The Chinese company will become the first to sell devices employing Alphabet subsidiary Google's Tango technology, which superimposes information and digital images onto displays of the real world. An infrared and wide-angle camera orients the user within indoor spaces and precisely maps the immediate environment -- capturing the dimensions of a room or helping users navigate a shopping mall, for instance.
Lenovo hopes Tango will help it stand out in a crowded field. With smartphones sporting similar hardware and the market maturing, vendors are looking for ways to differentiate through software. The new handsets go on sale over the summer for under $500, Lenovo and Google said Thursday at the International Consumer Electronics Show in Las Vegas.

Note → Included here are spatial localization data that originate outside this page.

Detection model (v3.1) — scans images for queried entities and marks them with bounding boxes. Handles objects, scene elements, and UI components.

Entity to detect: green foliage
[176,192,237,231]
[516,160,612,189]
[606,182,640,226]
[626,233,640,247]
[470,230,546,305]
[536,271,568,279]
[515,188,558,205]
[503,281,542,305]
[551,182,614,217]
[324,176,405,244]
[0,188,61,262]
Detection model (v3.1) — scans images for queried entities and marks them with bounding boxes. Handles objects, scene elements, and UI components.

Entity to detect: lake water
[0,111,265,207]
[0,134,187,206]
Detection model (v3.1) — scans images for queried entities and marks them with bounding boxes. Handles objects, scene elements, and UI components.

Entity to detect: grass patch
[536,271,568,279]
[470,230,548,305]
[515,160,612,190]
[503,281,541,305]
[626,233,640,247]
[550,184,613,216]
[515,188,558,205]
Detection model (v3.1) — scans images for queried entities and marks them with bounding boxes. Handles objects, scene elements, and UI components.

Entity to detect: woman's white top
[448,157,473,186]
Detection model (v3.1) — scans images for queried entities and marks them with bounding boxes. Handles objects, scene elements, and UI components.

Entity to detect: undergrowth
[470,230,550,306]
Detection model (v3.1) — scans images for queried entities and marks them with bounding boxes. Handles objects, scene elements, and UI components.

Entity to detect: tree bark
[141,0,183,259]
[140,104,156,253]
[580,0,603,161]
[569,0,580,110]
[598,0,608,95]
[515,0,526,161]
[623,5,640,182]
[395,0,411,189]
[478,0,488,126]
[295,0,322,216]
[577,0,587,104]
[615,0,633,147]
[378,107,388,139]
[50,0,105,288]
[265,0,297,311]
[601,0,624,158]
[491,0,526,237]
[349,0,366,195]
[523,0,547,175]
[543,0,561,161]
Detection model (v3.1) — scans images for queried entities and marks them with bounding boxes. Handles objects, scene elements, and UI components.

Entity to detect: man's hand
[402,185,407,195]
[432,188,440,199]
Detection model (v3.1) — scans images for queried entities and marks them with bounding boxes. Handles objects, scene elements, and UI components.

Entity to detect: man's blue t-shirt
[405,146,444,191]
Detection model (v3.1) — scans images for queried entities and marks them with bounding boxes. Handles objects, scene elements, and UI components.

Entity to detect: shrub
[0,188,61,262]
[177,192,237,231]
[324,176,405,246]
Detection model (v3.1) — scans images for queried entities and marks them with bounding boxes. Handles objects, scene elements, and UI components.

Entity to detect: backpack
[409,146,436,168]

The Project Tango Development Kit.
The Project Tango Development Kit. Photographer: Patrick T. Fallon/Bloomberg
"To break new ground in today's hypercompetitive smartphone and tablet industries, we must take innovation risks - it's the only way to truly change the way people use mobile technology," Chen Xudong, senior vice president and president at Lenovo's mobile business group, said in a statement.
The company's shares finished Friday 2.6 percent higher in Hong Kong, the biggest gain since December 1.

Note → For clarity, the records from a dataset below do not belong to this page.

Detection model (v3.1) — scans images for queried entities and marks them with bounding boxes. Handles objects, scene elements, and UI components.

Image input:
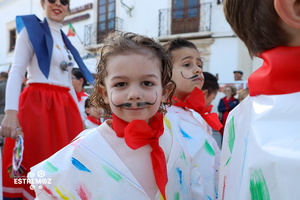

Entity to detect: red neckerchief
[87,116,101,125]
[112,112,168,200]
[76,90,89,102]
[249,46,300,96]
[173,87,223,131]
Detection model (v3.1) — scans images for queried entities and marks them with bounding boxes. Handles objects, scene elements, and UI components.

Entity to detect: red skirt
[2,83,84,199]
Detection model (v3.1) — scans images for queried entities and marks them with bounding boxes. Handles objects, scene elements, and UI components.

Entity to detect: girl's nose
[127,86,142,101]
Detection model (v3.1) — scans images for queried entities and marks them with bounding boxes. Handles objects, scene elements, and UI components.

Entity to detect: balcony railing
[84,17,123,47]
[158,2,212,36]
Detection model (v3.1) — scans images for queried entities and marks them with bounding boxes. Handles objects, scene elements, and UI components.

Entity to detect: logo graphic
[14,170,52,190]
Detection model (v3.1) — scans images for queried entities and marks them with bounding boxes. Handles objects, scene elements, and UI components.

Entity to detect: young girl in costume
[219,0,300,199]
[29,31,205,200]
[163,38,222,200]
[0,0,94,198]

Lenovo and Google will offer developers funding and assistance through an incubator program. The U.S. company is looking at three main application areas: location, games and utilities. At CES, Tango project head Johnny Lee demonstrated by getting the exact measurements of a stage with a few taps, then plopped a virtual refrigerator and a sofa into the picture. Tango may also complement Google's foray into virtual reality, via a cardboard device that can turn any Android phone into a VR headset, allowing for experiences that also overlay computer-generated images on real environments. Microsoft Corp. has demonstrated that capability with its HoloLens augmented-reality goggles, available to developers this quarter for $3,000.
"Even though you can ask your phone how to walk from your hotel to New York, you can't ask it how to get from the front door" to the CES venue, said Lee, who has a PhD in human-computer interaction from Carnegie Mellon and was the lead developer of Microsoft Corp.'s Kinect sensor for the Xbox.
Tango is the product of Advanced Technology and Projects, a Motorola research outfit that Google held onto when it sold the mobile phone operations to Lenovo in 2014. Other projects at ATAP include a modular smartphone and smart fabric.
Google revealed Project Tango in February 2014, then followed that up in the summer with a tablet computer meant for developers. The technology relies on a 3D-sensing chip made by California startup Movidius.
"We think of it as visual GPS. The world is very very different because of GPS now. We actually take it for granted. My dream is that we take Project Tango capabilities for granted," Lee said in an interview.